Some antisemites and more moderate non-Jews expressed their wish to see an example of unity in the Jews. Since there was none in the present, they looked to our past. Henry Ford wrote in his infamous composition, The International Jew—The World’s Foremost Problem: “Modern reformers, who are constructing model social systems, would do well to look into the social system under which the early Jews were organized.” Likewise, British journalist and historian Paul Johnson wrote in A History of the Jews: “At a very early stage in their collective existence the Jews believed they had detected a divine scheme for the human race, of which their own society was to be a pilot.”

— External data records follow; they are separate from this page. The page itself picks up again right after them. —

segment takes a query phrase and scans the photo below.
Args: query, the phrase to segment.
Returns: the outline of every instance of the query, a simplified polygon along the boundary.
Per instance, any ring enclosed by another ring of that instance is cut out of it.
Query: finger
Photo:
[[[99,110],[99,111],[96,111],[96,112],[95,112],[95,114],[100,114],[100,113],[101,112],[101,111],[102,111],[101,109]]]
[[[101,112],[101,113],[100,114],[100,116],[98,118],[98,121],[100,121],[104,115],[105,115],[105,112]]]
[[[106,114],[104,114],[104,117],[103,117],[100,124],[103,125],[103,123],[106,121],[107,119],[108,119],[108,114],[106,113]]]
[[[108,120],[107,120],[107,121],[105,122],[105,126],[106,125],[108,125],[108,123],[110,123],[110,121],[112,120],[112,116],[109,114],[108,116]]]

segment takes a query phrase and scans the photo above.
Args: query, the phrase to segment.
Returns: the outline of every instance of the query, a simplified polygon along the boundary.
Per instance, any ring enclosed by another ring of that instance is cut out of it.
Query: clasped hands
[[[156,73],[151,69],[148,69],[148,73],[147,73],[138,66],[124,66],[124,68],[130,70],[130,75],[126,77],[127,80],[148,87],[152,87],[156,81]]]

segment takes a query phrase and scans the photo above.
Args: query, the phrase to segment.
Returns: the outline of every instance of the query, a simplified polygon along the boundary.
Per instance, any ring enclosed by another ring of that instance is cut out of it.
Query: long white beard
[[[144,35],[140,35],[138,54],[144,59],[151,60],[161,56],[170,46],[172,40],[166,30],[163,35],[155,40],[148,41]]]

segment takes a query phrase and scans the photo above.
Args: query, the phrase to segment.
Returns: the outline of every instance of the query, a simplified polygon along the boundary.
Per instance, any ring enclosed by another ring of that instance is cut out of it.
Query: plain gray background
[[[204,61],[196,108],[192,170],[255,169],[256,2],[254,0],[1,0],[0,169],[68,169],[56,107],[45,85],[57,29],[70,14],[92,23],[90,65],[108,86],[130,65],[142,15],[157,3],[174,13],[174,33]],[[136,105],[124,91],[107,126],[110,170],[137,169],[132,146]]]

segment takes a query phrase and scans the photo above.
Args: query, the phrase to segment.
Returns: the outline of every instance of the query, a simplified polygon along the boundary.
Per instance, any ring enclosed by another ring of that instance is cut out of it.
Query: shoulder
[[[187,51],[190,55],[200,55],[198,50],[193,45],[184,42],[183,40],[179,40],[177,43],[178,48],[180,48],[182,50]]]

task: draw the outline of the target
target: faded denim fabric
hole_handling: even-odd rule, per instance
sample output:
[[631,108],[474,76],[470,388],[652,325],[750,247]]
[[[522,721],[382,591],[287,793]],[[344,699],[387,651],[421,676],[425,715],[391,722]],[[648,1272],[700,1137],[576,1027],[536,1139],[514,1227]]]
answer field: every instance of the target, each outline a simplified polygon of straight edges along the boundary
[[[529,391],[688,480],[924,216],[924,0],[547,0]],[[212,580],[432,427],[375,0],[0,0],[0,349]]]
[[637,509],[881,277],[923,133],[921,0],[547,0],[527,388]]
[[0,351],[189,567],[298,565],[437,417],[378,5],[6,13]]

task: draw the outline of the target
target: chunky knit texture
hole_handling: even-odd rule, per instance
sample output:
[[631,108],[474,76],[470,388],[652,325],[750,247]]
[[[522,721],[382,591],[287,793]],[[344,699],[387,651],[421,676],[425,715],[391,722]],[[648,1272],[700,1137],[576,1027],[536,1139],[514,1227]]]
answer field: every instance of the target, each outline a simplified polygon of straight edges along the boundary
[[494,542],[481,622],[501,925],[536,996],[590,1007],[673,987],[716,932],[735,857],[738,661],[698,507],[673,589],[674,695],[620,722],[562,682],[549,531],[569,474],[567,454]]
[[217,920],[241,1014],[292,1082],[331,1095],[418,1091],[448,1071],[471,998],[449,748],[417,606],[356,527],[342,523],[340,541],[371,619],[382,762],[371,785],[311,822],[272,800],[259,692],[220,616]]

Throughout the ages, our sages have known that exercising unity and passing it on to the world was the key to redeeming us from persecution and hatred. The Rav Kook wrote in Orot Hakodesh 3: “The depth of the hatred is as the depth of the love. If we were ruined, and the world was ruined with us, by unfounded hatred, we will be rebuilt, and the world will be rebuilt with us, through unfounded love.”
Almost two millennia earlier, The Book of Zohar itself wrote that only if we overcome our hatred and unite, the world will be at peace, as well. In the portion Aharei Mot, The Zohar writes, “Behold, how good and how pleasant it is for brothers to also sit together. These are the friends as they sit together, and are not separated from one another. At first, they seem like people at war, wishing to kill one another. Then they return to being in brotherly love. …And as you were in fondness and love before, henceforth you will also not part … And by your merit there will be peace in the world.”
Our current disunity causes the world to want to be judenfrei (free of Jews), as the Nazis put it. Indeed, antisemitism today is at least as widespread as prior to WWII, if not more.
But the final solution to the “Jewish problem”—as Ahad Ha’am and the Nazis referred to our existence—is not the elimination of the Jewish people. The solution will come when, and only when, we agree to do what the nations of the world expect of us, whether consciously or not. We must rise above our hatred, unite as our ancestors did millennia ago, and truly be “a light unto nations.”
We may not feel that we know how to unite, or that unity among Jews is even possible, but the seeds of our past cohesion lie dormant within us, awaiting our call. They will wake up as soon as we attempt to open our hearts to one another.
It would be a tragic mistake to wait once more for the nations to force us to unite. The only way we can achieve a sustainable union that will serve as a role model is if we do this of our own volition. If the nations push us to it, it will be out of hatred, and it will come with all the dire consequences related to it. But if we approach one another voluntarily, the world will give us all the help we need. If we do not see right now that the world will do so, it is because humanity is waiting for us to take the first step; the nations want it to come from us.
Only when we come together in order to spread the light of unity to the entire world will the age-old hatred that was born with the birth of our nation die once and for all. If we initiate this reconciliation, there will be no need for riots and pogroms against Jews. There will be no false accusations of setting fires to towers and no blood libels of any kind. Instead, we will finally be what we were commanded to be: “a light unto nations.”